Tate pulled a red dress out of the closet. It was a simple silk sheath. “This doesn’t come with some devastating memory attached?”
“Well, sort of,” Chess said. “That was what I wore to Bungalow Eight the night I broke up with Michael.”
“Jesus, Chess,” Tate said. This was the dumping dress?
“Try it on,” Chess said. “For a while there, I considered that my lucky dress. And I have killer red Jimmy Choo heels to match.”
Tate tried the red dress on. It was a stunner. She tried on the killer heels. They were red suede peep toes with red snakeskin uppers. Tate felt like a woman, perhaps for the first time ever. What did that say about her? She didn’t want to think about it. She just wanted to stay in this dress forever, despite the fact that it had a backstory even more lurid than the orange polka-dot dress. “This is it,” Tate said. “This is the one.”
“That’s it,” Chess agreed. “Your lucky dress. Your break-somebody’s-heart dress.”
Tate had the dress and the shoes, and she had her tan. She worked on the rest, but it was tricky. She filed and polished her nails-perfect except for the sand scattered across the polish. She washed and conditioned her hair in the bracing shower, then brushed it out. A hair dryer would have been nice; as it was, she had to hope for the best. She allowed India to apply makeup to her eyes and lips. Tate never wore anything more than Chap Stick, but India insisted on mascara, eyeliner, a little lip gloss. Birdie lent Tate a silver clutch that she claimed had belonged to Tate’s great-grandmother in the 1930s and was a denizen of the top drawer of the dresser in Birdie’s room. (Was she making this up?) India lent her a gold wrap (pedigree: Wanamaker’s, 1994). Why India had brought a gold wrap to Tuckernuck was beyond Tate, but she didn’t question. She was Cinderella today; it was okay if things just appeared.
“How do I look?” Tate asked. There wasn’t a mirror in the house where she could get a fair read. She was worried about her hair.
“Oh, honey,” Birdie said, “you look just beautiful.”
“I’m going to take your picture,” India said. She had brought one of those disposable cameras that came in a cardboard box. This was, to Tate’s knowledge, the first time she’d used it. It had been an uneventful trip.
Tate was embarrassed as she mugged for the camera. She felt guilty getting all dressed up and going out for a dinner party on the big island-the real world, with electricity and hot water and other people engaging her in conversation. Shouldn’t she stay home and eat corn on the cob and blueberry pie and play solitaire while everyone else read or needlepointed or sunk deeper into their interior lives? No, that was silly. She was going.

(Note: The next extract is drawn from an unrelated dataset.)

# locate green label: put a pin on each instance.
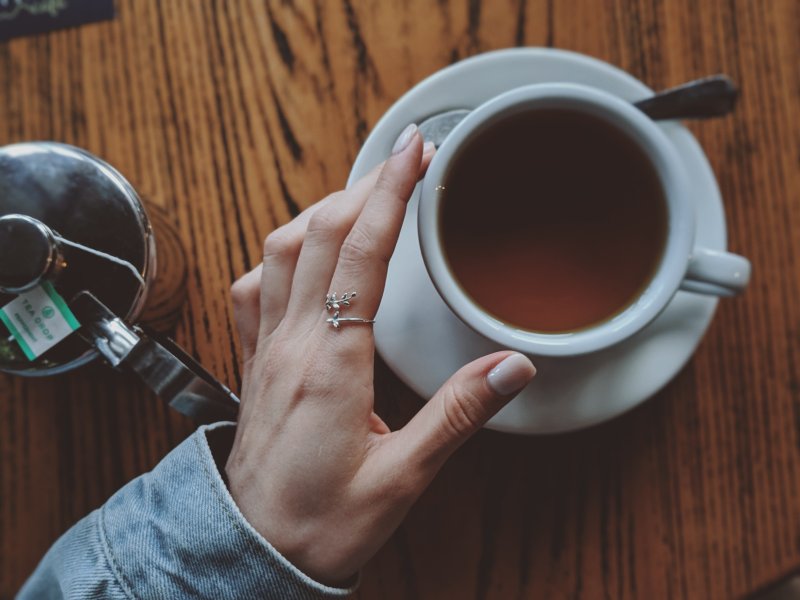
(38, 319)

This was, in so many ways, all she’d ever wanted.
She was standing on the beach in her red silk dress with India’s wrap and her great-grandmother’s clutch purse and Chess’s shoes in her hand when Barrett pulled the boat in at six o’clock. There was also a backpack at her feet, containing a nightgown (borrowed from Chess), her toothbrush, and her running clothes. Up on the bluff, Tate had kissed and hugged everyone good-bye as though she were leaving on a long journey.